Colin was a character I despised from In the middle of somewhere. He was so mean to his brother, Daniel, and with what was revealed at the end of that book? I had no idea how the author would turn Colin into a sympathetic character. But she pulled it off in a magnificent way.
Colin is introduced as an anti-hero. He is depressed. He has panic attacks. He self-medicates with alcohol and uses exercise in an unhealthy way. He lies about who he is, mainly to himself but also to his dad and two other brothers who work with him at the family’s auto mechanic shop. Colin is a miserable person with anger issues who takes out his anger on people who remind him of all he feels like he is not allowed to have. He leads a very stagnant, lonely life, wasting hours away on a couch with his dad and brothers, drinking bear and watching football. Trying to be straight. Starving for affection and desperate for approval.
And then he meets Rafe. Rafe works with LGBT teens and gets Colin to volunteer at the youth centre. Their friendship comes with a lot of desire on both parts, which Colin struggles a lot to accept. They build a very solid friendship and as they become closer, Colin’s walls start crumbling down all around him. But all the denial and the self-hatred he’s experienced his entire life cannot go away with a few nights of sex and some sweet words.

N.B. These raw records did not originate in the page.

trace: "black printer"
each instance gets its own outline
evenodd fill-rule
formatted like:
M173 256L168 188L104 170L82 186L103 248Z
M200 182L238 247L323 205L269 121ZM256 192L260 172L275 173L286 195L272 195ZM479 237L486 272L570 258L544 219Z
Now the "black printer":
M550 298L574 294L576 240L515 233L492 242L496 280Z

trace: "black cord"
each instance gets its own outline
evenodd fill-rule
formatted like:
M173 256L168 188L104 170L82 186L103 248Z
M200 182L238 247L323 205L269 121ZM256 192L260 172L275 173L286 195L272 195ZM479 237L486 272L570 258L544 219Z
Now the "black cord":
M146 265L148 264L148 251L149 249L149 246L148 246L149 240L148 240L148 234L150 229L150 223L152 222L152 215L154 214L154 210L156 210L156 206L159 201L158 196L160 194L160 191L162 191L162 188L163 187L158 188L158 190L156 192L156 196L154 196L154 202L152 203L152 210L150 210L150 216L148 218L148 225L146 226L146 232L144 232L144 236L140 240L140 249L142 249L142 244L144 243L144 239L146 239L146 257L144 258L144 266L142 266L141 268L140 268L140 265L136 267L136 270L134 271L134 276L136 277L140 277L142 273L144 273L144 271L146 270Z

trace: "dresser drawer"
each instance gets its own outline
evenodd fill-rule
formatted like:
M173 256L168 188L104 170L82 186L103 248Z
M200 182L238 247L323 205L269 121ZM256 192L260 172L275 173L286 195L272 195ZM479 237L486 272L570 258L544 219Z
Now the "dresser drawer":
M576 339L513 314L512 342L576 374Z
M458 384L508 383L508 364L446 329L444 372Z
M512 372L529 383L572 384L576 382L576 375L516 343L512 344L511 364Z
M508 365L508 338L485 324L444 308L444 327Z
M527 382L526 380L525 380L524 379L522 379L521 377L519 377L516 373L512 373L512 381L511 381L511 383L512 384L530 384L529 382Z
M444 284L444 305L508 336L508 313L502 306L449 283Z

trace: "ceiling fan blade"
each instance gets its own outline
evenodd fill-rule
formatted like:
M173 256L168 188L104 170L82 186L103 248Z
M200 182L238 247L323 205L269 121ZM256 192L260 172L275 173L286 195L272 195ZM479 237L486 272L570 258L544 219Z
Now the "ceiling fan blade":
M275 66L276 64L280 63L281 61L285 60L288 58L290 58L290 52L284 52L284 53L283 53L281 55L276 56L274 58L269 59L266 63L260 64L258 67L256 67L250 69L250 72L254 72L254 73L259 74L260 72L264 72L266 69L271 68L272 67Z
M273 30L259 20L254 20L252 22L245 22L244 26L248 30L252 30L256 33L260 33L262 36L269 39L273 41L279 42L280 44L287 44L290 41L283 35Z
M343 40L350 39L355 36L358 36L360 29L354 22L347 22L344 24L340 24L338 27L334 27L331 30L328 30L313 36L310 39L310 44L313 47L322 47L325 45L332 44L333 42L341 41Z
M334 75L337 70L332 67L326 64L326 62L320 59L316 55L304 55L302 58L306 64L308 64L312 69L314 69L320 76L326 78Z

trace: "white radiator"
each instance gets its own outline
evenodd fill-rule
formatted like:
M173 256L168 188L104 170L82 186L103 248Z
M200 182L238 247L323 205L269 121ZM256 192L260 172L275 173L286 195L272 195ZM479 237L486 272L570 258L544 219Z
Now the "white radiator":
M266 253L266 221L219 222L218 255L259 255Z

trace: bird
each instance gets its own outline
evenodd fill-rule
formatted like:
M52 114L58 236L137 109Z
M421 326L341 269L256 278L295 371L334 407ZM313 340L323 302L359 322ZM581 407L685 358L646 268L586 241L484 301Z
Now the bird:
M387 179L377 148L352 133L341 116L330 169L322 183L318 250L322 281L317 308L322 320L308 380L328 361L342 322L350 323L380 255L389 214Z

Rafe challenges Colin and that’s where Colin’s evil alter ego fucks everything up. Because Colin is not magically a good tortured soul in this book. He lashes out. He hurts Rafe repeatedly. But Rafe understands and he has had demons of his own to deal with, so he has more patience than any person could have when dealing with a Colin who’s out of control with the vitriol that comes out of his mouth.
The author truly did a fantastic job of bringing these two characters to light. Their journey came with a lot of obstacles on both sides and they managed to come out on top. I never once doubted that they would make it, no matter how angsty a situation they had to face –and it was a lot of angst, let me tell you! The sex scenes between them were wonderful, with a perfect combination of smut and feelz, and the dirty talk?!!!! Kudos, author, bravo!
Another thing I love about the writing style in this series is how real the dialogue is. It’s so convenient for people to say what they want, in the order that needs to be said, and in a coherent, logical way, all while listening to another person and addressing their points. Ha! Like that happens in real life. And in this book, the characters, not just the main ones, often try to talk to each other and fail to bring the point home. And it feels so authentic, the way they fumble around their words, while we get a running commentary of their inner monologue at the same time, like a snapshot of everything that comes through that character’s head at that moment, synapses misfiring in the characters’ fight to express themselves, and only a small proportion of that whole production that is the human mind at work actually making it out their mouth. It’s fascinating and it’s what made me absolutely adore book one of the series. I love introspective characters and getting into the deepest recesses of their mind, digging through layers and layers of life experience, stereotyping, fears, and hopes, and to see how that is presented to the world, only a glimpse of it really.
I highly recommend this gem of a sequel, especially to fans of hurt/comfort mm, because this is one book that will gut you. But it hurts so good! It’ all worth it.